In Glisk, the returned man remembers the names of Scottish places and “when he says these names it’s with a glint, as though the words have been kept in the wrappers they came in”. In Anything Remarkable, the narrator “compiled a mental list of fs that pluralise to v – life to lives, wolf to wolves, knife to knives“, and the unspoken one is wife to wives. And What Passes For Fun is explicitly about language constructs, finding that the mysterious phenomena at its centre “is magic in the sense that there is no metaphor you can build out of it that will not undermine its magic”.
I’m not entirely sure what Rowe is up to here – I don’t think it is simple as words having some intrinsic power. I think it is more about the power that we invest in language and stories – only sometimes to find them wanting. Sometimes it is purely playful.
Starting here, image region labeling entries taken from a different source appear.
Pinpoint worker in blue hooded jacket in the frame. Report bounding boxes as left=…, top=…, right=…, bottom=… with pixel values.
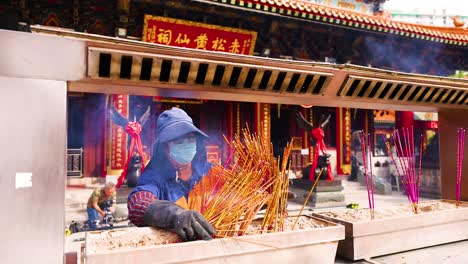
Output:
left=127, top=107, right=216, bottom=241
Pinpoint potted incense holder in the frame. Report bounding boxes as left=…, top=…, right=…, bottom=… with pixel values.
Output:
left=85, top=216, right=344, bottom=264
left=313, top=200, right=468, bottom=260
I don’t often enjoy stories about words (ironic, I know!) so this aspect was less interesting for me.
But something I did enjoy is Rowe’s wry sense of humour. Particularly in Glisk, where Rowe paints a portrait of a WA pub rebuilt after a fire, where there’s still a stuffed “singed black cockatoo” and “the top tier is seven-tiers, and the bartender has to put down his copy of the DM-5 of whatever”. There are many such moments that perfectly skewer the society we live in.
Here Until August is published by Black Inc.
Gay rating: 2/5 for one lesbian couple.